How We Deliver Happiness to Our Users: A Look Inside Our Quality Process

Sanyasi Naidu Annepu
Harness Engineering
8 min readApr 22, 2023

At Harness, our goal is to deliver the best possible experience to our users. We believe that quality software and an unwavering commitment to excellence are the keys to achieving this goal. In this blog post, we will take you behind the scenes and explain how our development cycles, pull request checks, and testing & release procedures ensure that we maintain the highest standards of software quality when moving code to production.

Let us give you a brief overview of our development cycle before we delve deep into the quality assurance process we follow.

Development Cycles

In order to provide the best possible user experience, our development process goes beyond the Agile methodology and two-week sprints.

Plan

Each quarter, our team sets strategic goals and objectives that align with the overall company vision and priorities.

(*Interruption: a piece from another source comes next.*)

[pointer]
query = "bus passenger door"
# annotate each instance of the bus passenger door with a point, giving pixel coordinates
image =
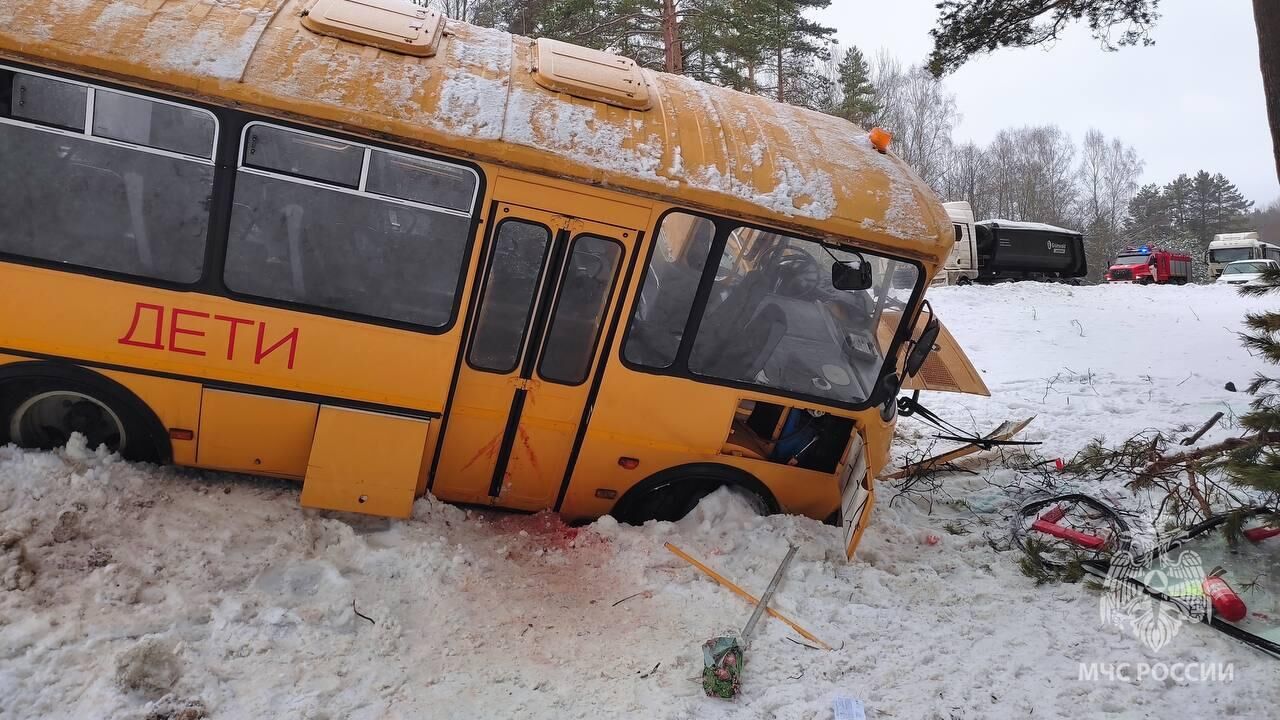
(548, 288)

This helps ensure that our development efforts are focused on what matters most to our users and stakeholders. Customer requests are an invaluable source of information for our product team. We collect feedback through various channels, such as support tickets, customer interactions and user surveys. Our product team carefully reviews and categorizes these requests, using them to inform our product roadmap and prioritization decisions.

Develop

Our engineers follow a structured approach to ensure that each feature or improvement is designed, validated, and tested thoroughly before being released to production. This process involves several steps:

  1. Design: Engineers collaborate with product managers and designers to create detailed design documents that outline the feature’s requirements, user stories, and technical specifications. This ensures that all stakeholders have a clear understanding of the feature’s goals and objectives.
  2. Validate: Our engineers validate use cases by collaborating with product managers and customer success teams to ensure that the feature addresses real-world user needs and fits within the context of our product’s overall user experience.
  3. Code: Engineers write clean, maintainable, and efficient code that adheres to our coding standards and best practices. They also conduct regular code reviews to ensure that the code is free of errors and adheres to the agreed-upon design.

Quality

At Harness, quality is not an afterthought; it is deeply embedded throughout the entire journey. We are dedicated to adopting a shift-left testing approach at every stage of our development process. By implementing comprehensive PR checks, we endeavor to identify and address potential issues in their nascent stages, ensuring that our codebase remains dependable, secure, and maintainable.

PR Checks

Our PR process includes a variety of checks. Any of these PR check failures just means that the developers cannot merge their code to the master. These can be categorized as below

Quality checks

  1. Unit Tests — At Harness, we maintain a comprehensive suite of over 30,000 unit tests, which are executed against each PR. By leveraging Harness Test Intelligence, we significantly reduce test execution times. As illustrated below, executing approximately 2,500 tests out of the available 30,000+ tests resulted in substantial time savings, thereby enhancing developer productivity. To gain further insights into our Test Intelligence offerings, please visit here
  1. API backward compatible checksHarness APIs conform to OpenAPI Specification 3.0, recognizing that numerous customers rely on our APIs and have built extensive automation around them. In fact, the Harness UI is also a consumer of our APIs. We are committed to avoiding the introduction of backward incompatible changes to our APIs, as such alterations could potentially disrupt our customers’ operations. By implementing these checks, we aim to achieve this objective and ensure a consistent, reliable API experience.
  2. Code Coverage — At Harness, we utilize Sonar to determine code coverage metrics for every Pull Request (PR). By comparing the coverage results against the baseline code coverage, we ensure that the code adheres to our quality standards. If the code coverage falls below the threshold configured in Sonar, the developer is prevented from merging the PR until the code meets the required coverage. This approach ensures that we maintain high code quality and minimize the likelihood of introducing potential issues or technical debt into our codebase. Some of our modules coverage reports are publicly available here
  3. Code Reviews — A minimum of two team members conduct a thorough PR review, examining logic errors, compliance with coding standards, maintainability, and performance factors. This evaluation process aids in preserving high-quality code while minimizing the probability of introducing bugs or accruing technical debt

Security checks

  1. Vulnerability scans — Harness, an open-source platform, relies heavily on numerous open-source libraries. We provide both SaaS and Self-Managed Platform versions to our customers, with customer security being our utmost priority. As such, it is crucial to have a vulnerability management process in place. By utilizing our STO product, we can effectively shift this process to the left. Security testing tools, such as Static Application Security Testing (SAST) and Dynamic Application Security Testing (DAST), can be seamlessly integrated into the PR process. This integration aids in identifying potential security vulnerabilities and ensuring adherence to security best practices within the application.The following is a representation of our actual pipeline.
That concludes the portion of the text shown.